Erheben sich auf deiner Brust zwei Hügel,
Von Elfenbein, - oder erblickt mein Auge
Die Fülle deines Busens? Ist es Flugsand,

Was unter deiner Kleidung sich bewegt,
Oder das Schwellen deiner jungen Hüften?
Wenn du erkennen könntest, wie ich leide

Um deinetwillen, Schrecken würde dich
Erfassen, und du würdest staunend fragen:
"Erfüllt ihn Wahnsinn oder Liebesglut?"

Wenn jemand, der in deiner Nähe war,
Sich mir gesellt, so atm' ich mit Entzücken
Den feinen Duft auf, der mich an Muskat

Gemahnt und den er mit sich führt von dir
Als wie ein Grüßen. Und mit flehender Stimme
Sprech ich zu ihm, der mich so glücklich macht:

"Du hast die Liebesglut in mir vermehrt,
Vermehre jetzt die Worte deines Mundes
Und sprich mir lange, lange, lang von ihr!"

KALIF YAZID IBN MOAUJA (gest. 683)

Womit vergleich ich deine Zähne, Liebste?
Mit einer schönen, schimmernden Perlenschnur
Oder mit Knospen weißer Hyazinthen?

Vielleicht mit Diamanten? Oder mit
Den Blüten eines Palmbaums, die soeben
Durch ihre feinen Schalen brechen wollen?

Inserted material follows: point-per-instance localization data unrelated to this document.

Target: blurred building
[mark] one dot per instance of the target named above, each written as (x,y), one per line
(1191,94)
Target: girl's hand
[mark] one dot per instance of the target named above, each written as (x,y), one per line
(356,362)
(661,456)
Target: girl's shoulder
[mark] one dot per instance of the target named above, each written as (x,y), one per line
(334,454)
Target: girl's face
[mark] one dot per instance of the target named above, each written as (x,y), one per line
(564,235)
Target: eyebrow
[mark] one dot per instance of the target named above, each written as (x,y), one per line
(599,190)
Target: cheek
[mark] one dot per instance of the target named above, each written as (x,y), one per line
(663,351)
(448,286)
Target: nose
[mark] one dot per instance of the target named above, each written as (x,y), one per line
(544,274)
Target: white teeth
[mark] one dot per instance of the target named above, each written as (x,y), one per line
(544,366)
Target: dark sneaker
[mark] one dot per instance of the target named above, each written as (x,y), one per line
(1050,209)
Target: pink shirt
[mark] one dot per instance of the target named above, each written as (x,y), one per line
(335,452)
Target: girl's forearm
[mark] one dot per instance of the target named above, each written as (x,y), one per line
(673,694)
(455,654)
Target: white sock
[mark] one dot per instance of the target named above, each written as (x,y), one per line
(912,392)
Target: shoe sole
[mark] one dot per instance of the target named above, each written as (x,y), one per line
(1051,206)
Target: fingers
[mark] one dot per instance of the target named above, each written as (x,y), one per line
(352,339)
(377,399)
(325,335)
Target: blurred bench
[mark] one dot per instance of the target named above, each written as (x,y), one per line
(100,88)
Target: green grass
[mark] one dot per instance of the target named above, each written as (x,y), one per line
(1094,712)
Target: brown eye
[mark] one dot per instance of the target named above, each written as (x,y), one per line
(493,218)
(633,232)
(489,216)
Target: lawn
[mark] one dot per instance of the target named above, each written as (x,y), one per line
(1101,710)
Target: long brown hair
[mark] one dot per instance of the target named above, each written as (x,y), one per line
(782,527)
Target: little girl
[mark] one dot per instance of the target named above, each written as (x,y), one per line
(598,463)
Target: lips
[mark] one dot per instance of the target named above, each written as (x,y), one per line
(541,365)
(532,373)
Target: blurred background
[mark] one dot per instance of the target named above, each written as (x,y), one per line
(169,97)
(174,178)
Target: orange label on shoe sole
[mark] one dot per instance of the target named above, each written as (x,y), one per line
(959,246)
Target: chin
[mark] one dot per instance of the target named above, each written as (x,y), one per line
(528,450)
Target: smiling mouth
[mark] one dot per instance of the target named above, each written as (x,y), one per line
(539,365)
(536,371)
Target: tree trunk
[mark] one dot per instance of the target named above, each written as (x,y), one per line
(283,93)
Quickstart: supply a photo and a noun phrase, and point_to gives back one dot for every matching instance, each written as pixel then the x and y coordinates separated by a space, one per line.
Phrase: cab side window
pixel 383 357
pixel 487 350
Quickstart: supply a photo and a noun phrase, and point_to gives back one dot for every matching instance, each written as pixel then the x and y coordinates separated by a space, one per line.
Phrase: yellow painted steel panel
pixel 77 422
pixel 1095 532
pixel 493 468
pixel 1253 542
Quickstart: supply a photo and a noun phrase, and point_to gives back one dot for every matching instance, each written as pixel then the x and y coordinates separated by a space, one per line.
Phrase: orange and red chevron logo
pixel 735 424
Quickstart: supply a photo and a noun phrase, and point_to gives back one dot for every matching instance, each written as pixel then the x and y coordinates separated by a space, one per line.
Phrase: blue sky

Vergleich ich sie mit kleinen Regentropfen,
Die an den Blumen zittern? Oder auch
Mit Hagelkörnern, welche durch ein Wunder

Bewahrt geblieben sind? Vergleich ich sie
Mit jenen kleinen Perlen, die im Weine
Zur Oberfläche treiben? Oder mit

Dem Tau, der silbern auf den Beeten blinkt?

UNBEKANNTER DICHTER

Wenn sie sich zeigt, ruft jeder: Ruhm sei Gott!
Preis ihm, der sie so wunderbar erschuf!

Sie ist die Königin der Frauen. Alle
Sind unterworfen ihrer Herrlichkeit.

Die Nässe ihres Mundes gleicht dem Honig,
Wie Perlen leuchten ihre Zähne auf.

Nichts reicht an ihres Leibes süßen Zauber,
Das Weltall wird durch ihren Gang verwirrt.

Die Schönheit selber schrieb auf ihre Wangen,
Die rosenzarten: Es ist ewig wahr,

Daß außer ihr es keinerlei Vollendung
Und keine Holdheit auf der Erde gibt!